We find the simplicity of these methods quite appealing. If supervised learning is enough to solve RL problems, then offline RL could become widely accessible and (relatively) easy to implement. Whereas TD learning must delicately balance an actor policy with an ensemble of critics, these supervised learning methods train just one (conditional) policy, and nothing else!

So, how can we use these methods to effectively solve offline RL problems? Prior work puts forward a number of clever tips and tricks, but these tricks are sometimes contradictory, making it challenging for practitioners to figure out how to successfully apply these methods. For example, RCPs (Kumar et al., 2019) require carefully reweighting the training data, GCSL (Ghosh et al., 2021) requires iterative, online data collection, and Decision Transformer (Chen et al., 2021) uses a Transformer sequence model as the policy network.

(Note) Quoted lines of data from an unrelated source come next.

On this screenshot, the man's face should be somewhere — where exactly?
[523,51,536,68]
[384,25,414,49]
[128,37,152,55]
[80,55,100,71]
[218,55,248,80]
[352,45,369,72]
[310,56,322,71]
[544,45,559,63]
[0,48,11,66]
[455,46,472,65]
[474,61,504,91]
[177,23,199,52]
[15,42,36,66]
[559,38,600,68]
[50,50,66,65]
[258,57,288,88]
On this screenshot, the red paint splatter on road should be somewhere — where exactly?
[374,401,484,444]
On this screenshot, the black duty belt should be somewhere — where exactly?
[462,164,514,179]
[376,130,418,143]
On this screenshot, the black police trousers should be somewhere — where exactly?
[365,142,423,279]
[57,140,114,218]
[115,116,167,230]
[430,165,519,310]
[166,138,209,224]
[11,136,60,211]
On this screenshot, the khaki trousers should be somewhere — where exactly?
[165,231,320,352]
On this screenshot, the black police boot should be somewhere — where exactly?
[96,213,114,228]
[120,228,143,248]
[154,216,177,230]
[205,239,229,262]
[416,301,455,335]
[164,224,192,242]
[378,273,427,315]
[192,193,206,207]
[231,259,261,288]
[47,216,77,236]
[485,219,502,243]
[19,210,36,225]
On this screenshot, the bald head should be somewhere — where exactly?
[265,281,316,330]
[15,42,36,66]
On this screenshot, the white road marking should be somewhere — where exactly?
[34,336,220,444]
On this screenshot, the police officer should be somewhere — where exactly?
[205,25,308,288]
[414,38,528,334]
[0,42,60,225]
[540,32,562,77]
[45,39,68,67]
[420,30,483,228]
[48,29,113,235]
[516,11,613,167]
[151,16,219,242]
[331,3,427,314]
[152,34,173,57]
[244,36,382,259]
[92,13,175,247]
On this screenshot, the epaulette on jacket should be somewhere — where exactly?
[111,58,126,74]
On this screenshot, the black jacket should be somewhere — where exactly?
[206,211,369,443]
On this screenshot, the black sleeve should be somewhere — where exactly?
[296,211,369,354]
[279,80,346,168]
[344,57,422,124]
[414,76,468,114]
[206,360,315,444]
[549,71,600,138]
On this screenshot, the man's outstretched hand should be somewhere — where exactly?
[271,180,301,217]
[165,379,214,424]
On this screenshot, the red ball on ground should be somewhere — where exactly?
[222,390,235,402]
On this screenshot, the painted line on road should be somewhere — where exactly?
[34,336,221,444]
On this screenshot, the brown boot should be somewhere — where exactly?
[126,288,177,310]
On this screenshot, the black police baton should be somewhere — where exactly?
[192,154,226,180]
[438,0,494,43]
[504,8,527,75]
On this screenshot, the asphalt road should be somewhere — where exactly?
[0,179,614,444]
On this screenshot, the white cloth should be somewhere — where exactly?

Which, if any, of these hypotheses are correct? Do we need to reweight our training data based on estimated advantages? Are Transformers necessary to get a high-performing policy? Are there other critical design decisions that have been left out of prior work?

Our work aims to answer these questions by trying to identify the essential elements of offline RL via supervised learning. We run experiments across 4 suites, 26 environments, and 8 algorithms. When the dust settles, we get competitive performance in every environment suite we consider using remarkably simple elements. The video above shows the complex behavior we learn using just supervised learning with a depth-two MLP – no TD learning, data reweighting, or Transformers!

RL via Supervised Learning

Let’s begin with an overview of the algorithm we study. While lots of prior work (Kumar et al., 2019; Ghosh et al., 2021; and Chen et al., 2021) share the same core algorithm, it lacks a common name. To fill this gap, we propose the term RL via Supervised Learning (RvS). We are not proposing any new algorithm but rather showing how prior work can be viewed from a unifying framework; see Figure 1.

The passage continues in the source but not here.